Without either consumption or N, this would be relatively easy to solve analytically. An approximation[3] for geometric return over a long horizon might be G = r + V/2 so that one can easily do the math. (there are other estimations and ways to do this. See Mindlin, Michaud, etc). But we are concerned with finite years so I'll use what Michaud uses in at least one place for estimating the expected value of geo returns for timeframes less than infinity: E(G[N](r)) = u - ((1-1/N)*V)/2. Even here there is still an analytical solution for getting to an equivalent outcome at N. But when we add consumption, I'm less sure we can do this in a simple analytic way, though there might be.
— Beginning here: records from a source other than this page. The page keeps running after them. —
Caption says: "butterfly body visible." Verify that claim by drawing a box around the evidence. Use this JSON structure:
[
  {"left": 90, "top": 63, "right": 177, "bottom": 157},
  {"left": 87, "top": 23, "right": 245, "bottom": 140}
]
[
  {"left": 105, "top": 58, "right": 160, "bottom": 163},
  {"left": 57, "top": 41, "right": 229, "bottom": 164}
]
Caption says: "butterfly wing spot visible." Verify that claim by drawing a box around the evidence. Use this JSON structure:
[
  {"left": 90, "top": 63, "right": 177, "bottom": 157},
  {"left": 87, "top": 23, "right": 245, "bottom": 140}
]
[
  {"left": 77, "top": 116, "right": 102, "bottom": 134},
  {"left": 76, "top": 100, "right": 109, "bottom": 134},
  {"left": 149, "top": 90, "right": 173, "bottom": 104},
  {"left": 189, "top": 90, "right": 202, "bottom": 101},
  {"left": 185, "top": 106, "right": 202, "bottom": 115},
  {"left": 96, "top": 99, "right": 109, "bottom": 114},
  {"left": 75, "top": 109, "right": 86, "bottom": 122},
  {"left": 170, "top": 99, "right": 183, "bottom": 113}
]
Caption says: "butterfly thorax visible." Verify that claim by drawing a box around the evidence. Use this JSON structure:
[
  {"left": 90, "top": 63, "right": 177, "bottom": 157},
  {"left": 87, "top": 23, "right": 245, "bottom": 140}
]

So with consumption added in I'll use r-script simulation and a formula like this which is explained better here:
Let's set it up like this.
If:
- (pay attention here, these are some big sketchy ifs)
- I retire I will abandon my strategy for something equal or better
- I will look at new strategies with higher return 8, 8.5, 9, 9.5% to account for higher vol
- Age 75 is an optimal age to annuitize so returns only serve me for ~15 years (N=15)
- My baseline over last 36-48 months has been 7.5%/4.5% return/standard deviation
- My baseline (falsely and/or optimistically) could continue forever
- My spend rate (aspirationally, anyway) is .03
- I have understood, interpreted, and applied the math correctly
- I have coded the program correctly
Then:
- How much vol at each higher return level can I tolerate to get to N in as good of shape as I would have with the baseline strategy?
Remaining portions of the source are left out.